Well here we go again. Are you sure you want to read rubbish about people with no life doing stupid things for no good reason ? OK if you insist, all your own fault.


For the uninitiated the first test was to find the pack milling about on the back lawn of the hotel. Some askance looks were noted from affluent punters as lost hashers drifted nonchalantly (how the hell do you spell that) through the public rooms. The sweaty drunken return was avoided by most either finding the back door or the route through the undergrowth to the rear car park.

Head Gasket had laid a paper and chalk arrow trail with assistance from the miniature Gaskets, which led the runners on a nice clover leaf around the golf course, before setting us into town for a beer stop in the salubrious fish market. The SECOND beer stop (is he running for president?) was set up back along Ocean Road and became a de facto end to the run, whilst the runnnnners waited for the walkers to filter along.
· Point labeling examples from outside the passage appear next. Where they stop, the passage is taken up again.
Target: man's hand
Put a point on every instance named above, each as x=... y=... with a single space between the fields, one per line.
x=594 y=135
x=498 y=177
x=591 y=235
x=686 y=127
It was too dark to run in anyway, and thats my excuse, so what was yours?

Manicured lawns, linen table cloths (even for Late Cummers down down dispensary) and security staff checking none of those nasty wealthy punters stole OUR food. Good set up - simply what we deserve and should be used to by now.

Announcements were mercifully brief - ‘lost’ valuables from Hash Cash Park’n’Rides registration table were offered for redemption or sale; if you haven’t entered your Bagamoyo relay team by now then start training for next year, or better yet, join one of the other teams for this year - I believe the odd spot may still be available !!; the BagRelay sub committee will meet on Thurs 10 May at Boogie Boobs house (6pm). Enough.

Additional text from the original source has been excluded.